Acute hepatitis and kidney injury – The case presentation
A 62-year-old white woman entered the hospice in-patient unit with several days’ history of progressive confusion, fatigue, poor sleep, decreased intake, nausea, and vomiting. She already has been in hospice care for 4 months since discontinuing treatment for small cell carcinoma of the left lung.
On initial assessment, her condition was thought to most likely stem from the progression of her cancer. She was treated symptomatically for nausea and delirium but continued to decline. She developed diaphoresis, decreased level of consciousness, increased weakness, and lethargy. Further history revealed that over several weeks prior to admission her appetite had declined with minimal intake except for five to six cans of a 16 fluid ounce sugar-free ED daily. Afterwards, they got that acute hepatitis and kidney were compromised due to ED consumptions.
Why could energy drinks be so ‘dangerous’?
The doses that caused the injuries varied and are probably due to interactions with other ingredients. The ingredients of EDs vary but most of them contain caffeine, L-carnitine, taurine, B vitamins, glucuronolactone, antioxidants, trace minerals, guarana, sucrose, Ginkgo biloba, and/or ginseng, some of which act as stimulants. Some previous case reports revealed acute kidney injury (AKI) induced by excessive energy drink consumption thought to be due to taurine. On the other hand, others reported acute hepatitis (AH) attributed to niacin.
Energy drinks are different from “sports drinks”. While the last ones provide hydration, EDs contain high levels of carbohydrates, which affect fluid absorption and cause gastrointestinal distress, and they contain caffeine, which causes diuresis leading to increased urinary output and natriuresis instead of hydration.

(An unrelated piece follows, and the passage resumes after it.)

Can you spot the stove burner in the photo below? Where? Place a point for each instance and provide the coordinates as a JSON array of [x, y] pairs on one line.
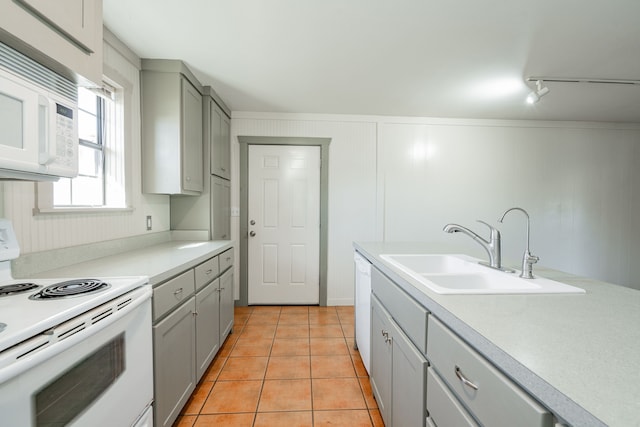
[[70, 288], [16, 288]]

Acute hepatitis and kidney injury treatment day by day
On day 3, laboratory tests revealed significant hepatic and renal dysfunction. Baseline kidney and liver tests were within normal range 2 months previously, except for mildly elevated alkaline phosphatase (ALP). A chest X-ray showed no acute cardiopulmonary disease. She received hydration with normal saline, empiric treatment of infection with ceftriaxone because of elevated white blood cell (WBC) count, and her home medications were adjusted for liver and kidney functions.
On day 6, tests showed slightly improved liver but worsening renal function. A urine culture was negative, and WBC normalized. Ultrasound revealed normal liver echogenicity, normal gallbladder with wall thickness 2 mm, mild extrahepatic and intrahepatic duct dilatation and normal kidneys. Supportive care was provided with hydration, parenteral medications, and symptom management.
However, on days 8–9, she became more alert and began to take food, fluids, and medications reliably by mouth. Repeat laboratory tests on day 10 showed significant improvement consistent with her clinical condition with normal renal function and greatly improved liver enzymes. She returned to her baseline mental and functional status and was discharged home on day 14 with instructions to avoid further consumption of any ED products.
There still are limited studies about the long-term effects of ED ingredients in humans. The case reported above is a patient, who was drinking five to six cans of EDs per day.
The patient appeared to develop AKI and AH simultaneously. She denied the use of herbal supplements or alcohol. She said she had previously tested negative for viral hepatitis, had no new medications or recent imaging with contrast, and was not on nephrotoxic medications. Her daily consumption of so many energy drink cans was her strongest risk factor.
Literature makes us know that the main contributor to AKI was most probably taurine, and, for AH, niacin, although other ingredients or combinations of ingredients may also have played a role.
According to the researchers, this is the first reported case of simultaneous ED induced AKI and AH. The best conclusion we can realize is that, until research reveals safety in drinking large amounts of EDs and their ingredients, excessive use should be avoided.